The New York Times reports on a letter the state department wrote Senator Richard Lugar. World 4 Honduras has a link to the actual letter. In it, the administration waffles on Honduras, which is certainly better then their initial reaction.
We also recognize that President Zelaya's insistence on undertaking provocative actions contributed to the polarization of Honduran society and led to a confrontation that unleashed the events that led to his removal ... Our policy and strategy for engagements not based on supporting any particular politician or individual.Though this is a small step down, I think it is a big hit to the credibility of Zelaya to have this letter be printed. I think part of the administrations softening is due to the public outcry. They don't want to be caught up in what they and the general public see as a muddled situation. It is beer diplomacy in Latin America - an initial reaction turned out wrong, so the administration waffles and tries to work out a deal.
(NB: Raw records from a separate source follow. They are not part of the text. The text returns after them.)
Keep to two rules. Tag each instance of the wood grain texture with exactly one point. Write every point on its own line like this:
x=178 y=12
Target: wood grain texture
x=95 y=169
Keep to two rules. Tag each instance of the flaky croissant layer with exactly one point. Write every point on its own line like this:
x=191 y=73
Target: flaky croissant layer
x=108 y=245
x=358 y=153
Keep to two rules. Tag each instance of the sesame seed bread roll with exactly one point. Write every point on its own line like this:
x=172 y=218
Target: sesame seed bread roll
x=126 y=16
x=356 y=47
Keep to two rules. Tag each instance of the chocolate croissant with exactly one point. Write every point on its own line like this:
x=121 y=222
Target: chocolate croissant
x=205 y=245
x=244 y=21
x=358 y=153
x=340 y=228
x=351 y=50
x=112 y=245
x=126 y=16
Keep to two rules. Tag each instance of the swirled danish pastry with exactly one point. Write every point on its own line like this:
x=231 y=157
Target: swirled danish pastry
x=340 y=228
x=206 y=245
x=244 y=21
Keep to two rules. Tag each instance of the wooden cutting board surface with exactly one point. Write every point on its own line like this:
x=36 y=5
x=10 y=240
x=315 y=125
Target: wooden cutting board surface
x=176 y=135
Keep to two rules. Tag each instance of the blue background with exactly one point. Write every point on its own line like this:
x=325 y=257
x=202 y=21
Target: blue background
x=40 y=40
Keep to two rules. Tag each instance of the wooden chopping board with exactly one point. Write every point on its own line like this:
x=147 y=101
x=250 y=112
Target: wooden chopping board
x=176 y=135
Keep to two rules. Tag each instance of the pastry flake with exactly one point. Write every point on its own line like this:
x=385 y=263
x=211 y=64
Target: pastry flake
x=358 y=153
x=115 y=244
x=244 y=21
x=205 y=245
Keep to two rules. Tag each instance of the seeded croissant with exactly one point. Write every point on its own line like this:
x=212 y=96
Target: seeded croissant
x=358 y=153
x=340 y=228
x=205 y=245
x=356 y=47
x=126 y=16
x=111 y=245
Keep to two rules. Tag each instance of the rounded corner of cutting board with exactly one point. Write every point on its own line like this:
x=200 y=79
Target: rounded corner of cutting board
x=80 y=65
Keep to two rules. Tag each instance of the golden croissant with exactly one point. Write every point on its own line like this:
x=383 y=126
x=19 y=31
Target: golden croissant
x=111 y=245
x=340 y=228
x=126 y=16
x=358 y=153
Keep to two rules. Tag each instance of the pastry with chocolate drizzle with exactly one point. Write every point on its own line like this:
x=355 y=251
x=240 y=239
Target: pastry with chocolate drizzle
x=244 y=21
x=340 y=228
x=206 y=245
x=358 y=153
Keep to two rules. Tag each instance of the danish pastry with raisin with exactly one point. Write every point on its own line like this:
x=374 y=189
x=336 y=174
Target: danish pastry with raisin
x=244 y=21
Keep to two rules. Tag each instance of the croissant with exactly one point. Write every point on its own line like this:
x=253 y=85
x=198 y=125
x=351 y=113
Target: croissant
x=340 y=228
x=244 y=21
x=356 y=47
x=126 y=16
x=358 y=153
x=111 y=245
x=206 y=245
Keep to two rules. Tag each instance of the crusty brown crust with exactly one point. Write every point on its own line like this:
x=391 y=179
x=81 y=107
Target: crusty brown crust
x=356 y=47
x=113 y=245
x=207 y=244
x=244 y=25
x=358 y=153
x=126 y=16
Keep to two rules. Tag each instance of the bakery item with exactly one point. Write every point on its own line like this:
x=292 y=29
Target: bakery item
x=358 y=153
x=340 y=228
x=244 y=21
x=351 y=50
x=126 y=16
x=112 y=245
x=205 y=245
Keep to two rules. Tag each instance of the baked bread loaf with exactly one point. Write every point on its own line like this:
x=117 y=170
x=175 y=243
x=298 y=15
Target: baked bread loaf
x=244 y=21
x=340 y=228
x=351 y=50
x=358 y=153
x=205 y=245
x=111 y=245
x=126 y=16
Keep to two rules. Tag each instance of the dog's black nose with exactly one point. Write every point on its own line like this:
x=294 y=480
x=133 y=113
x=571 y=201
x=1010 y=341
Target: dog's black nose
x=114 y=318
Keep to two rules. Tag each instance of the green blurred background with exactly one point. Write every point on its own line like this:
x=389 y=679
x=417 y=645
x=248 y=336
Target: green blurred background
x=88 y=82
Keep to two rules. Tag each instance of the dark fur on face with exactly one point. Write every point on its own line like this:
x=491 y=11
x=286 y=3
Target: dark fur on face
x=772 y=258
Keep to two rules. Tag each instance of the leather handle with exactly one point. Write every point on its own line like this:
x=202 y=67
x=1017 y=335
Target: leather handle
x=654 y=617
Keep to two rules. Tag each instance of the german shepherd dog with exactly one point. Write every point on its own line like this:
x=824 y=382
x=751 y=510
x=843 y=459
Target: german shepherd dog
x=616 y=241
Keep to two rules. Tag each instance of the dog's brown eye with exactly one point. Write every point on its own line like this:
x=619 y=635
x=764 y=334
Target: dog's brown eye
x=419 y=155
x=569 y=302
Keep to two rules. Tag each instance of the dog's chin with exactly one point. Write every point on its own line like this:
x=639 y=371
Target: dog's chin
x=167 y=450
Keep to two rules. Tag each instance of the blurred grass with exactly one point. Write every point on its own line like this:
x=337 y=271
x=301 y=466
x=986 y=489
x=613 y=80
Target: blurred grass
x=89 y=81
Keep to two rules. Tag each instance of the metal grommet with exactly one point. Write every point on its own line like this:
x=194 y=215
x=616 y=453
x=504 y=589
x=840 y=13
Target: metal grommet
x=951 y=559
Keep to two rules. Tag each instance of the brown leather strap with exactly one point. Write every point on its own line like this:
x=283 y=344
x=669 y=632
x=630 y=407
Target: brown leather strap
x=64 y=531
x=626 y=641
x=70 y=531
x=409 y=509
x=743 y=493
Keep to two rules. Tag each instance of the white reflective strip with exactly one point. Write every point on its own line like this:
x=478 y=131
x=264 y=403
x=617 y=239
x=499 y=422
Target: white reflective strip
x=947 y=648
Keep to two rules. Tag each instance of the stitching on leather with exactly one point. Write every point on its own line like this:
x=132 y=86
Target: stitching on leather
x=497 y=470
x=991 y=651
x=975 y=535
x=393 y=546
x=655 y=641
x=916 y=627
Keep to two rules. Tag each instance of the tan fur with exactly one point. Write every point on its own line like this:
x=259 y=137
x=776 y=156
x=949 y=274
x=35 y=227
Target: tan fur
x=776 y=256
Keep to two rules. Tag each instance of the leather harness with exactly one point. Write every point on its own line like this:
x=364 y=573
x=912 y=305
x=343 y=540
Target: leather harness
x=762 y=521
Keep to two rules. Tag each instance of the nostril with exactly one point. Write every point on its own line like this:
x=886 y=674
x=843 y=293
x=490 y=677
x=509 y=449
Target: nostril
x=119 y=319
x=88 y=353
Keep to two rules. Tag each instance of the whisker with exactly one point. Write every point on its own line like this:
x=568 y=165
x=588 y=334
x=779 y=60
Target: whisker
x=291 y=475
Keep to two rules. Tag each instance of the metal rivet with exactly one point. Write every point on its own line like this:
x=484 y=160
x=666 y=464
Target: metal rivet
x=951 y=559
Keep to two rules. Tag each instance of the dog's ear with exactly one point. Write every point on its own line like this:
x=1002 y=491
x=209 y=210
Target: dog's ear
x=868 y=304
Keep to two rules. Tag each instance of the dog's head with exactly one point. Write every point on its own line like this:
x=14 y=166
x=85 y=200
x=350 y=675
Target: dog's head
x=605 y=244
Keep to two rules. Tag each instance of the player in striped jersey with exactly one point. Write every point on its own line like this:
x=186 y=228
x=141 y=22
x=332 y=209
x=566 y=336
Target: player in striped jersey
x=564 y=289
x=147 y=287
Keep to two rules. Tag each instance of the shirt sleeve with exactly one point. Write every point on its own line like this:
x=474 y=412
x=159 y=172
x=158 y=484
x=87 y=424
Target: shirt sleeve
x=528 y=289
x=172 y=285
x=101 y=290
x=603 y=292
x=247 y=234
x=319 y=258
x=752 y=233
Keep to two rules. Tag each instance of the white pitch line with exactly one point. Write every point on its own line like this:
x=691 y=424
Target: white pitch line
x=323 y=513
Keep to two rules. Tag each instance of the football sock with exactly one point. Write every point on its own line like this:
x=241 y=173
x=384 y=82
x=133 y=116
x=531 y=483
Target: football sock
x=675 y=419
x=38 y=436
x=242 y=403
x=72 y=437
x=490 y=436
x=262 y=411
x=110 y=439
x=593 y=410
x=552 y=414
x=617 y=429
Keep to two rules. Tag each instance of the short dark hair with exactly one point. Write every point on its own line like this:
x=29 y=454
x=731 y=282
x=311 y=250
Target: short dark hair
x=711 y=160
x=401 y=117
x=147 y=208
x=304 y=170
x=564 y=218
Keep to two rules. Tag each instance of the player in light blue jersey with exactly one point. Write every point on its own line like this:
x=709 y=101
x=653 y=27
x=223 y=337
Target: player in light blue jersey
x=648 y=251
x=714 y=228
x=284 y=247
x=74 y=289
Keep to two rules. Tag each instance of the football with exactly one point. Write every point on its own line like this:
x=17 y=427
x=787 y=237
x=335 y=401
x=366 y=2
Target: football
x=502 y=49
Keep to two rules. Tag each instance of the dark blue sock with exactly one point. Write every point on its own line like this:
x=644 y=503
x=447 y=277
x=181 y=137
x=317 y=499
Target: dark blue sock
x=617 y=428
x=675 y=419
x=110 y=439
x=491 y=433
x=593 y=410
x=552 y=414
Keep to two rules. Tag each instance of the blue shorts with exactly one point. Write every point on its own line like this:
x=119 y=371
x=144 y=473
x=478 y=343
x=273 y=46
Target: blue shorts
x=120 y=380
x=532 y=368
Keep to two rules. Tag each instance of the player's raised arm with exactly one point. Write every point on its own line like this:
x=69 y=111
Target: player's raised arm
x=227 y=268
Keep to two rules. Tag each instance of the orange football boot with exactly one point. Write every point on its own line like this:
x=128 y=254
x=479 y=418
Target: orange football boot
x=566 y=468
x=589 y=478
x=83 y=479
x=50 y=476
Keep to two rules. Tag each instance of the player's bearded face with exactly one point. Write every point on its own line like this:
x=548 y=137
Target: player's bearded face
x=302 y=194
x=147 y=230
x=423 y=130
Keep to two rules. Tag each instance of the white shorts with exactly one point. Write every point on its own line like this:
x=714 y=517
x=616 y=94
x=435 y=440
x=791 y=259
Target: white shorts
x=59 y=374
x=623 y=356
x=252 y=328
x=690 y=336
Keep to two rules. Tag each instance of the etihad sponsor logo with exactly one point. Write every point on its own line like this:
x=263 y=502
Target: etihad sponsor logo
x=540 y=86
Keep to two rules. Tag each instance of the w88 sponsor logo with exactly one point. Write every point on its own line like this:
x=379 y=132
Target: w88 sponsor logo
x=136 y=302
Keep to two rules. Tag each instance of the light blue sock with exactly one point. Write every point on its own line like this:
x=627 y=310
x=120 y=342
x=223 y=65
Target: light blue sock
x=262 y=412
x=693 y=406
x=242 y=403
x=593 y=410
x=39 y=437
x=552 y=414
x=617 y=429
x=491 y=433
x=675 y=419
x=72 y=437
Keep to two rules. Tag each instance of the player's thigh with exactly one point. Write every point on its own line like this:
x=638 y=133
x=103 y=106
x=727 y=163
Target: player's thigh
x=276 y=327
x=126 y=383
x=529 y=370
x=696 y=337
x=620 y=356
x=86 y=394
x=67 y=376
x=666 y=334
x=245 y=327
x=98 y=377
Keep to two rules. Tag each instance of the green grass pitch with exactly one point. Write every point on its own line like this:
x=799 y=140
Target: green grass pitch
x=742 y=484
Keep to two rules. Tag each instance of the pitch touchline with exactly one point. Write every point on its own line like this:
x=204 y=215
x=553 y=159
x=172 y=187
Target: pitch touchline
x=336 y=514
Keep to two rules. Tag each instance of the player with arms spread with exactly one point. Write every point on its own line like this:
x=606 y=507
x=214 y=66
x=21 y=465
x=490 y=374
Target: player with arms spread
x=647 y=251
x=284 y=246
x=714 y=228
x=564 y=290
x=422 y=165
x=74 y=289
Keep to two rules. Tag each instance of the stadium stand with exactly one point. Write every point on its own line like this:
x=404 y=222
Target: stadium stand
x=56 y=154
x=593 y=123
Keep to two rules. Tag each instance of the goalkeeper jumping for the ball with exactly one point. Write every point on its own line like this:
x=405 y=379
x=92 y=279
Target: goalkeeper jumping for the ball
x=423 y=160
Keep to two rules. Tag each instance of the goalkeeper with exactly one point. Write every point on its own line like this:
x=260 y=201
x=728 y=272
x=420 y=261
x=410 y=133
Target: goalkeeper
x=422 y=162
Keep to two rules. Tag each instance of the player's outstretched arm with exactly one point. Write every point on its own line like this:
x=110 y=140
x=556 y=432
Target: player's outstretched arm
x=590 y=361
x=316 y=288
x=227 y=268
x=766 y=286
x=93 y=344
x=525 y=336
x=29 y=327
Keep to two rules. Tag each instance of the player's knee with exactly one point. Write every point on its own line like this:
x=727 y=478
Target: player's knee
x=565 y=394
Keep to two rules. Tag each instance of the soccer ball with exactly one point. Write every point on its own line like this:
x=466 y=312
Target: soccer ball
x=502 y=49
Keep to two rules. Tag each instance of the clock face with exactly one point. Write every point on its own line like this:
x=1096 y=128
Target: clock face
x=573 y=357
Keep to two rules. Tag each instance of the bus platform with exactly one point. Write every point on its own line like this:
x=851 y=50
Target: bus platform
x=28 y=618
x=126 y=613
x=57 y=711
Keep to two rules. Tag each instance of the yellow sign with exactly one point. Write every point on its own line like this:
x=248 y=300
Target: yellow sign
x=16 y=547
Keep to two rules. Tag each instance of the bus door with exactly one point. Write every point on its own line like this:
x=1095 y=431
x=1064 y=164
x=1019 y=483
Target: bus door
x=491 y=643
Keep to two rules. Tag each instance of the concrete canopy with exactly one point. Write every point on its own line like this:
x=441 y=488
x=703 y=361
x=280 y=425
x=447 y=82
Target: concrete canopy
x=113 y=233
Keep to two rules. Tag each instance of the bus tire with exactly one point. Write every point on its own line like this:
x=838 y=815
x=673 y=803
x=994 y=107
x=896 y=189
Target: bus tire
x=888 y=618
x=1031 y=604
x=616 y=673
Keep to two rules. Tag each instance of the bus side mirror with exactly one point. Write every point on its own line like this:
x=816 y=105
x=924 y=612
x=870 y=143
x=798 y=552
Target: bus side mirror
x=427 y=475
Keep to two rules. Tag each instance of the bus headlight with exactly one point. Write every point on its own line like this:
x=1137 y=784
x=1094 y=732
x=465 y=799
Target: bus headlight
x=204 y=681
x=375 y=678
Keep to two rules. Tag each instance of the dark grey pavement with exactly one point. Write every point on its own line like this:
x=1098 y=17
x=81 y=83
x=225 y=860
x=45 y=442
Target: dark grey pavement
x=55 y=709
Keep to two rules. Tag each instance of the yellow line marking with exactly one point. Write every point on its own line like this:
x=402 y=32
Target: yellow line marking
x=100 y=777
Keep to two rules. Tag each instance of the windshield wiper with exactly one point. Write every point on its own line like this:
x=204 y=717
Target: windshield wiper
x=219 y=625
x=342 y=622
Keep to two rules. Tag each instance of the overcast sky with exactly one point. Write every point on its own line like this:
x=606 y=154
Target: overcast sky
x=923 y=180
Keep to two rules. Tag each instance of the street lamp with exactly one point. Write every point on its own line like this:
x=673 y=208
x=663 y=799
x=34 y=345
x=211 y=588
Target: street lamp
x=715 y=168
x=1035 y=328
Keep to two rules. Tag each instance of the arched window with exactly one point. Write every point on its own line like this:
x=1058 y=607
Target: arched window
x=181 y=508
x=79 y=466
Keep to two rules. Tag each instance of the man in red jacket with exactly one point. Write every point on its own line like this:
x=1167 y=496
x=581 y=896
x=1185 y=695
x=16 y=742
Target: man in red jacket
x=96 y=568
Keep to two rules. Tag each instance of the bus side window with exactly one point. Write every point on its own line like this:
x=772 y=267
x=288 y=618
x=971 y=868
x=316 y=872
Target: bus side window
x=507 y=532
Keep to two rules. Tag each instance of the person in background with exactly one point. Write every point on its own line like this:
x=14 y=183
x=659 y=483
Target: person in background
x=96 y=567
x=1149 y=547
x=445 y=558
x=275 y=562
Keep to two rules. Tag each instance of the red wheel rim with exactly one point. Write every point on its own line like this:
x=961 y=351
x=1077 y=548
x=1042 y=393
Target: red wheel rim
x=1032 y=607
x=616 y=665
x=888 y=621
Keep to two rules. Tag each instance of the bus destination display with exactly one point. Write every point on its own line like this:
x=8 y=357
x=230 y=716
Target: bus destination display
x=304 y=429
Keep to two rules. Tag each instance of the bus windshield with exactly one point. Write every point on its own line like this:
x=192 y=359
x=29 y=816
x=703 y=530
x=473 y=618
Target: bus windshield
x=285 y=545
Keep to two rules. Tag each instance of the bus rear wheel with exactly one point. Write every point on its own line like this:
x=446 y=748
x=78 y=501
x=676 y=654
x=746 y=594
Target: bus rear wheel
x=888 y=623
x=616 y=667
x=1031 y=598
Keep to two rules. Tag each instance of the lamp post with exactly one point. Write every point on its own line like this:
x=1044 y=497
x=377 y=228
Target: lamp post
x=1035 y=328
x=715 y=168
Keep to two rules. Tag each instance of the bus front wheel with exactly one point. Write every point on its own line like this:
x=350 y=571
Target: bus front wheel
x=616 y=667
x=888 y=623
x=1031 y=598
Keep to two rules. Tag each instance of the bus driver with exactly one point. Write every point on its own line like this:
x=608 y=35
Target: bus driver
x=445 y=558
La Gringa comes through with an update on what is happening inside Honduras. She also has the above picture of the supposedly "peaceful" protesters brandishing clubs. Looks violent to me. She points out:
How is it that protesters are being shown on television every day (and rerun day after day) if they are truly being denied their civil right to protest?It is certainly sad that two people have died in the violence, and I do think there is reason to attribute it to the police and military. But, there have been daily protests over a month, and as many people died at a soccer match. Given the murder rate in Honduras, this seems to be pretty small.
Finally, I have yet to read any OAS condemnation of Venezuela or Ecuador. It is blatant hypocrisy that the OAS is not warning them of violating the terms of the charter after their opposition to the removal of Zelaya.